Wang Lin, Duan Hongyu, Zhou Kaiyu, Hua Yimin, Liu Xiaoliang, Wang Chuan
Key Laboratory of Birth Defects and Related Diseases of Women and Children, Ministry of Education Chengdu, Sichuan University, Chengdu, China.
Department of Pediatric Cardiology, West China Second University Hospital, Sichuan University, Chengdu, China.
Front Pediatr. 2021 May 19;9:598867. doi: 10.3389/fped.2021.598867. eCollection 2021.
Cerebral infarction is a rare neurological complication of Kawasaki disease (KD) and occurs in the acute or subacute stage. There have been no reported cases of late-onset fatal cerebral infarction presenting over 1 year after the onset of KD. A 5-month-old male patient with KD received timely intravenous immunoglobulin therapy; however, extensive coronary artery aneurysms (CAA) and coronary artery thrombosis (CAT) developed 1 month later. Anticoagulation and thrombolytic agents were suggested, but the child's parents refused. Fifteen months after KD onset, an attack of syncope left him with left hemiplegia; brain computerized tomography (CT) scans revealed cerebral infarction of the right basal ganglion without hemorrhage. Magnetic resonance angiography (MRA) revealed severe stenosis of the right middle cerebral artery, and a series of tests were performed to exclude other causes of cerebral infarction. Considering the cerebral infarction and CAT, combination therapy with urokinase and low-molecular-weight heparin (LMWH) was initiated within 24 h of syncope onset, together with oral aspirin and clopidogrel.
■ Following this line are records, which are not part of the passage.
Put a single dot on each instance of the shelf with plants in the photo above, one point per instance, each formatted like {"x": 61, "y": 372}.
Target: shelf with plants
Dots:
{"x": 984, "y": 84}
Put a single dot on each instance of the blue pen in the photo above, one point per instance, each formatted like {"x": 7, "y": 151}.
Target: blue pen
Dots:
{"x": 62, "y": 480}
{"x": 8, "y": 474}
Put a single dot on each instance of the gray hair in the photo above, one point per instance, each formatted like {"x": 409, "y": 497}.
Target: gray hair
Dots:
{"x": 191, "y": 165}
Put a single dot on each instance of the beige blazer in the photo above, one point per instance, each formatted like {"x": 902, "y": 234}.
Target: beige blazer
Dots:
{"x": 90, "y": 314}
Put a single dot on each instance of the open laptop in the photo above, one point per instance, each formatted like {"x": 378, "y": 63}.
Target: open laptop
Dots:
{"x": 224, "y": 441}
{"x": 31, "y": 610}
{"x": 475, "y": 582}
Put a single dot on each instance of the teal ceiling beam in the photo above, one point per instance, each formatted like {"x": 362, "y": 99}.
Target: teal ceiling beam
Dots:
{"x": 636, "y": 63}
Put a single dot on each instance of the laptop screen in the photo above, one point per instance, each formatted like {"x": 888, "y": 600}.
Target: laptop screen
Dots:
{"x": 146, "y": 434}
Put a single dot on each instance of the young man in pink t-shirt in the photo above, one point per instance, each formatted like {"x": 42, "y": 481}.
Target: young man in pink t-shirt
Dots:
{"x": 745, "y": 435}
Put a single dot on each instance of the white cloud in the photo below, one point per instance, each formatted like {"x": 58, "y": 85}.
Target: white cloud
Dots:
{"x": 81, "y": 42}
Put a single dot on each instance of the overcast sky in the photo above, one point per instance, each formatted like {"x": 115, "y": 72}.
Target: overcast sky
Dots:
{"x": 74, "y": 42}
Five days later, his clinical symptoms partially regressed and he was discharged. Unfortunately, 5 days after discharge, his clinical condition suddenly deteriorated. Repeat brain CT showed hemorrhagic stroke involving the entire left cerebral area, in addition to the previous cerebral infarction in the right basal ganglion, with obvious secondary cerebral swelling and edema, which might have been caused by previous thrombolysis. Severe cerebral hernias developed quickly. Regrettably, the patient's parents abandoned treatment because of economic factors and unfavorable prognosis, and he died soon after. Cerebral infarction and cerebral artery stenosis can develop late, even 1 year after the onset of KD. Pediatricians should be aware of the possibility of cerebrovascular involvement in addition to cardiac complications during long-term follow-up of KD patients. Prompt anticoagulation therapy and regular neuroimaging evaluation are essential for the management of patients with KD with giant CAA and/or CAT.
脑梗死是川崎病(KD)罕见的神经系统并发症,发生于急性期或亚急性期。尚无KD发病1年以上出现迟发性致命性脑梗死的病例报道。一名5个月大的KD男性患者接受了及时的静脉注射免疫球蛋白治疗;然而,1个月后出现了广泛的冠状动脉瘤(CAA)和冠状动脉血栓形成(CAT)。建议使用抗凝和溶栓药物,但患儿家长拒绝了。KD发病15个月后,一次晕厥发作导致他出现左侧偏瘫;脑部计算机断层扫描(CT)显示右侧基底节脑梗死,无出血。磁共振血管造影(MRA)显示右侧大脑中动脉严重狭窄,并进行了一系列检查以排除脑梗死的其他病因。考虑到脑梗死和CAT,在晕厥发作后24小时内开始联合使用尿激酶和低分子肝素(LMWH)治疗,同时口服阿司匹林和氯吡格雷。5天后,他的临床症状部分缓解并出院。不幸的是,出院5天后,他的病情突然恶化。重复脑部CT显示,除了之前右侧基底节的脑梗死外,整个左侧脑区出现出血性中风,伴有明显的继发性脑肿胀和水肿,这可能是由之前的溶栓治疗引起的。严重的脑疝迅速发展。遗憾的是,由于经济因素和预后不佳,患者家长放弃了治疗,他不久后死亡。脑梗死和脑动脉狭窄可在KD发病后较晚出现,甚至在发病1年后。儿科医生在对KD患者进行长期随访时,除了心脏并发症外,应意识到脑血管受累的可能性。及时的抗凝治疗和定期的神经影像学评估对于患有巨大CAA和/或CAT的KD患者的管理至关重要。